EXTRACT	Returns a portion of a date or timestamp; you can use EXTRACT to slice up a date/time value into its component pieces.
HOUR	Returns the hour portion of a time, a timestamp, or a duration.
JULIAN_DAY	Converts a Db2 date or timestamp, or character representation of a date or timestamp, into an integer value representing the number of days from January 1, 4712 BC to the date specified in the argument.
MICROSECOND	Returns the microsecond component of a timestamp or the character representation of a timestamp.
MIDNIGHT_SECONDS	Returns the number of seconds since midnight for the specified argument which must be a time, timestamp, or character representation of a time or timestamp.
MINUTE	Returns the minute portion of a time, a timestamp, a character representation of a time or timestamp, or a duration.
MONTH	Returns the month portion of a date, a timestamp, a character representation of a date or timestamp, or a duration.
MONTHS_BETWEEN	Returns an estimate of the number of months between two expressions.
QUARTER	Converts a date, timestamp, or string representation of a date or timestamp into an integer that represents the quarter within the year. The value 1 represents first quarter, 2 second quarter, 3 third quarter, and 4 fourth quarter.
SECOND	Returns the seconds portion of a time, a timestamp, a character representation of a time or timestamp, or a duration.
TIME	Converts a value representing a valid time to a Db2 time. The value to be converted can be a Db2 timestamp, a Db2 time, or a character string.
TIMESTAMP	Obtains a timestamp from another timestamp, a valid character-string representation of a timestamp, or a combination of date and time values (without a time zone).
TIMESTAMPADD	Adds an interval to a timestamp.
TIMESTAMPDIFF	Subtracts two timestamps and returns an interval.
TIMESTAMP_FORMAT	Changes the display format for a timestamp value.
TIMESTAMP_TZ	Returns a timestamp with time zone value.
WEEK	Converts a date, timestamp, or string representation of a date or timestamp into an integer that represents the week within the year (with Sunday as the first day of the week).
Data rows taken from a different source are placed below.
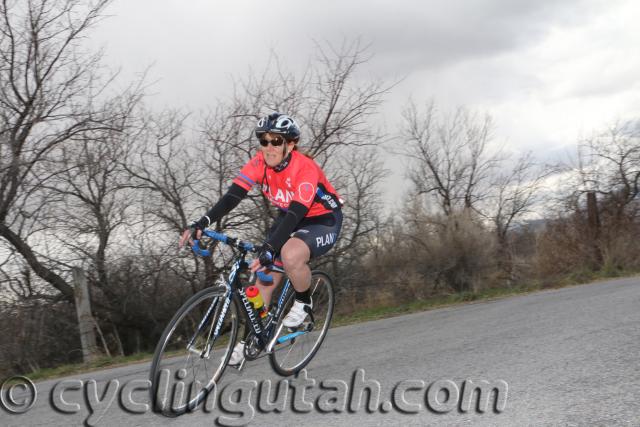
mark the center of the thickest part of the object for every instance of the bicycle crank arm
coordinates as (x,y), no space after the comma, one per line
(200,353)
(290,336)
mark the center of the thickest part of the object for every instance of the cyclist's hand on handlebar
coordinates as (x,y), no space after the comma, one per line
(266,256)
(194,232)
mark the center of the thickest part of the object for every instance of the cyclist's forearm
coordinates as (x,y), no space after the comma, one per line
(230,200)
(294,215)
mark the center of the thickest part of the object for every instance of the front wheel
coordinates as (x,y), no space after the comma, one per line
(295,348)
(188,362)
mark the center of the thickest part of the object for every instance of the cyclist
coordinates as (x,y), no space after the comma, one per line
(309,219)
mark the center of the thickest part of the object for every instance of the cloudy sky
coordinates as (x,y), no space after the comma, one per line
(549,72)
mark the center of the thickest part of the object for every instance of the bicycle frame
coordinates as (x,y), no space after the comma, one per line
(263,332)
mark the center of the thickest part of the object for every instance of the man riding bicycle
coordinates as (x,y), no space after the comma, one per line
(309,219)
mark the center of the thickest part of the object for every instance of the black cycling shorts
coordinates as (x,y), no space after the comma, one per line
(320,233)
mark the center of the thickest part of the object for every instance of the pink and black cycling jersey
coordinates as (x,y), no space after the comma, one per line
(300,181)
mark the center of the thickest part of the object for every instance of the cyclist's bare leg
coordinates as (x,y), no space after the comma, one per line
(295,255)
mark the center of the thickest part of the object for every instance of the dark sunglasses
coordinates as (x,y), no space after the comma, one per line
(276,142)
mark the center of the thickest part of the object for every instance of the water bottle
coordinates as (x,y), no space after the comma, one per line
(253,295)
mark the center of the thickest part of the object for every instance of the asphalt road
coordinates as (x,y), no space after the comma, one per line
(560,357)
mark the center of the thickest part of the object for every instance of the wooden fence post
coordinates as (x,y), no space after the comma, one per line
(85,319)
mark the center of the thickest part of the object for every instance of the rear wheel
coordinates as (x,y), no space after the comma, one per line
(187,364)
(295,348)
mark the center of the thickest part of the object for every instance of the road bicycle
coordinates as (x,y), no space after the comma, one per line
(196,345)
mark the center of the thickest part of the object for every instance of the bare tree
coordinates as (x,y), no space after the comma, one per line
(50,96)
(609,165)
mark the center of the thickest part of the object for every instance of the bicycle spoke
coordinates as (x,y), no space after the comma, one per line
(197,366)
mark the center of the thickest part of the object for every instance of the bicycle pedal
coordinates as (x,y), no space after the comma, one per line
(238,368)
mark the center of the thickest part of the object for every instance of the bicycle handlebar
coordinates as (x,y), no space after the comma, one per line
(220,237)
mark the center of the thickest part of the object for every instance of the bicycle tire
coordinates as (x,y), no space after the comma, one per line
(291,356)
(169,401)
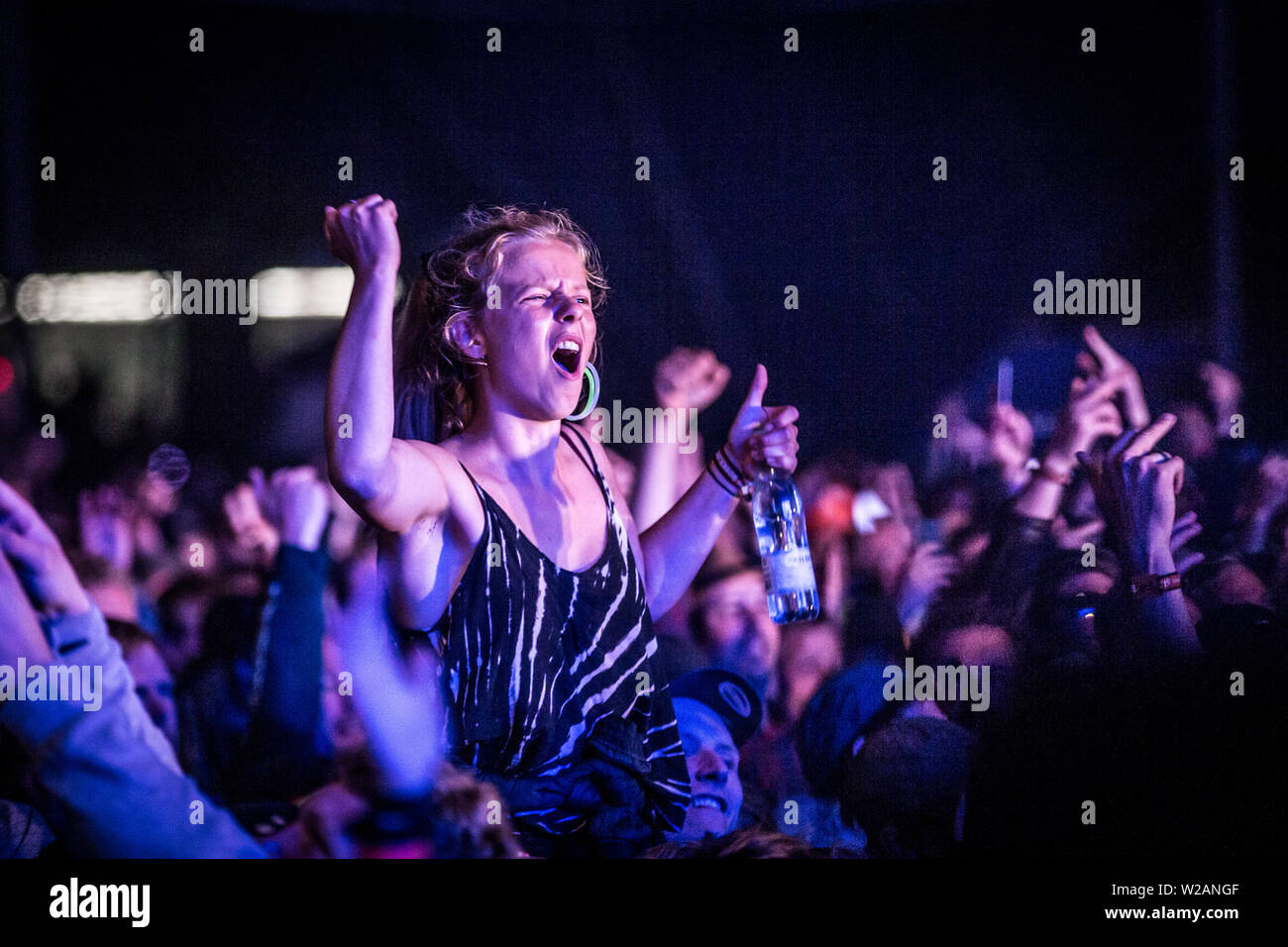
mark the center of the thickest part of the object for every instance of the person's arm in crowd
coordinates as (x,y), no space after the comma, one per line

The value 1 represents the first week of the year, 2 the second week, and so on.
WEEK_ISO	Converts a date, timestamp, or string representation of a date or timestamp into an integer that represents the week within the year (with Monday as the first day of the week).
YEAR	Returns the year portion of a date, a timestamp, or a duration.

A Caveat

Keep in mind that this post addresses date and time data in Db2 for z/OS. Yes, other RDBMS products also support date and time data, but there will be differences and nuances that you will need to understand for each. Here is a nice blog post that discusses working with dates on Oracle, SQL Server, PostgreSQL, and MariaDB if you are interested.

Summary

Using date and time data correctly can be a bit confusing, but the rewards of learning how to use Db2 to help you properly use date and time data are numerous. Do not continue to operate in the void. The wise Db2 professional will learn proper Db2 date and time usage and the vast support built into Db2 for manipulating date and time values.

And the sooner, the better!

That way you can let Db2 perform date and time formatting, integrity checking, and arithmetic… so you won’t have to!